本研究旨在评估两种阿瑞匹坦制剂(X1 和 X2)在苯扎氯铵(BAK)诱导的干眼症(DED)的临床前模型中的疗效。
对 7 至 8 周龄雄性小鼠进行两种阿瑞匹坦制剂的功效测试。使用裂隙灯显微镜,在第 0、3、5、7、9、12 和 14 天,通过角膜荧光素染色评估上皮损伤,作为主要终点。DED 模型通过每天两次给予 0.2% BAK 诱导第一周,然后每周一次诱导下一周。将小鼠随机分为 5 个治疗组:阿瑞匹坦 X1(n=10)和 X2(n=10)制剂、2mg/mL 地塞米松(n=10)、对照载体 X(n=10)、0.2%透明质酸(n=10)或不治疗(n=10)。眼擦拭、酚红和 Cochet Bonnet 试验评估眼痛、泪液分泌和神经功能。7 天后,处死小鼠以量化白细胞浸润和角膜神经密度。
与凝胶载体 X(P=0.007)和地塞米松(P=0.021)相比,局部阿瑞匹坦 X1 减少了 BAK 诱导的角膜损伤和疼痛。阿瑞匹坦 X1 和 X2 改善了角膜敏感性,优于凝胶载体 X 和地塞米松(P<0.001)。阿瑞匹坦 X1 减少了白细胞浸润(P<0.05)并增强了角膜神经密度(P<0.001)。X1 和 X2 组的泪液分泌均无统计学差异。

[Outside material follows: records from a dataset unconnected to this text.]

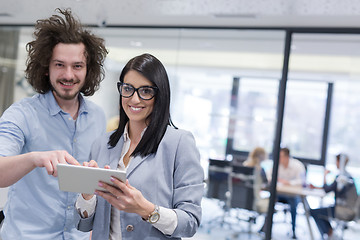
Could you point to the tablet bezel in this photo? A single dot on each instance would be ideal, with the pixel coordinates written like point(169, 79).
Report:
point(81, 179)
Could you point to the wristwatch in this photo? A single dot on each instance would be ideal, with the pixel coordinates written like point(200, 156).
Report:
point(154, 216)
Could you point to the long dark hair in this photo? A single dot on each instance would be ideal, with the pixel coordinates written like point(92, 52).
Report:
point(56, 29)
point(153, 70)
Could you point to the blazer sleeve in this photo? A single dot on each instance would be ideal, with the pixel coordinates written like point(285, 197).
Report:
point(188, 186)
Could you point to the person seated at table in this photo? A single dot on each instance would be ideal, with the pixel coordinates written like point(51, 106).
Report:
point(291, 172)
point(340, 186)
point(256, 156)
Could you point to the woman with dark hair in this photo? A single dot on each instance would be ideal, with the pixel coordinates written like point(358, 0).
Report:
point(161, 197)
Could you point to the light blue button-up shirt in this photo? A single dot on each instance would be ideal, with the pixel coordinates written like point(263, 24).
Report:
point(36, 208)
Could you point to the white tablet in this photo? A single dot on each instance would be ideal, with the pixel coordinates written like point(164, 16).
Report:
point(82, 179)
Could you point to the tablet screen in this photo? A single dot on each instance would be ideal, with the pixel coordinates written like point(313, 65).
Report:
point(81, 179)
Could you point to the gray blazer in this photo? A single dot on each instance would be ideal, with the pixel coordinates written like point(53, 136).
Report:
point(171, 178)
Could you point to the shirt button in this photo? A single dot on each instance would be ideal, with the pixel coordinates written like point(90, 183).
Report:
point(129, 228)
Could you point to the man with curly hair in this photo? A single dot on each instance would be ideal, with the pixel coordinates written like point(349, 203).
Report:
point(57, 125)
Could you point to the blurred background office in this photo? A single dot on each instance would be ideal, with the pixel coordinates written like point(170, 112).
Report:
point(226, 60)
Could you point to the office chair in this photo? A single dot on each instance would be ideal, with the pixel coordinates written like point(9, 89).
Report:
point(241, 186)
point(217, 188)
point(346, 210)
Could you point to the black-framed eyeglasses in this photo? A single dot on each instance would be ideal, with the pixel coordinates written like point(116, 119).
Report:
point(145, 92)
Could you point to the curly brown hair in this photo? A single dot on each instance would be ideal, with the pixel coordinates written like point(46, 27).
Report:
point(56, 29)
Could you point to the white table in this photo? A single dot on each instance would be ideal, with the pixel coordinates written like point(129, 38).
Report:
point(302, 193)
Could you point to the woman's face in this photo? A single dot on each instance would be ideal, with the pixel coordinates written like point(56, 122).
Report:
point(136, 108)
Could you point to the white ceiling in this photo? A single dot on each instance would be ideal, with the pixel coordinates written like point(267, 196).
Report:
point(214, 13)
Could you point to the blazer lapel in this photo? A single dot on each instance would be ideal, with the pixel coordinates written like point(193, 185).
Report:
point(136, 161)
point(115, 154)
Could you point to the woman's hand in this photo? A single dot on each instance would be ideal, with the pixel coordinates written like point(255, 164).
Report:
point(126, 198)
point(94, 164)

阿瑞匹坦制剂 X1 减少了疼痛,改善了角膜敏感性和神经密度,改善了上皮病变,并减少了雄性小鼠角膜中的白细胞浸润。
本研究旨在评估两种阿瑞匹坦制剂(X1 和 X2)在苯扎氯铵(BAK)诱导的干眼症(DED)的临床前模型中的疗效。
对 7 至 8 周龄雄性小鼠进行两种阿瑞匹坦制剂的功效测试。使用裂隙灯显微镜,在第 0、3、5、7、9、12 和 14 天,通过角膜荧光素染色评估上皮损伤,作为主要终点。DED 模型通过每天两次给予 0.2% BAK 诱导第一周,然后每周一次诱导下一周。将小鼠随机分为 5 个治疗组:阿瑞匹坦 X1(n=10)和 X2(n=10)制剂、2mg/mL 地塞米松(n=10)、对照载体 X(n=10)、0.2%透明质酸(n=10)或不治疗(n=10)。眼擦拭、酚红和 Cochet Bonnet 试验评估眼痛、泪液分泌和神经功能。7 天后,处死小鼠以量化白细胞浸润和角膜神经密度。
与凝胶载体 X(P=0.007)和地塞米松(P=0.021)相比,局部阿瑞匹坦 X1 减少了 BAK 诱导的角膜损伤和疼痛。阿瑞匹坦 X1 和 X2 改善了角膜敏感性,优于凝胶载体 X 和地塞米松(P<0.001)。阿瑞匹坦 X1 减少了白细胞浸润(P<0.05)并增强了角膜神经密度(P<0.001)。X1 和 X2 组的泪液分泌均无统计学差异。
阿瑞匹坦制剂 X1 减少了疼痛,改善了角膜敏感性和神经密度,改善了上皮病变,并减少了雄性小鼠角膜中的白细胞浸润。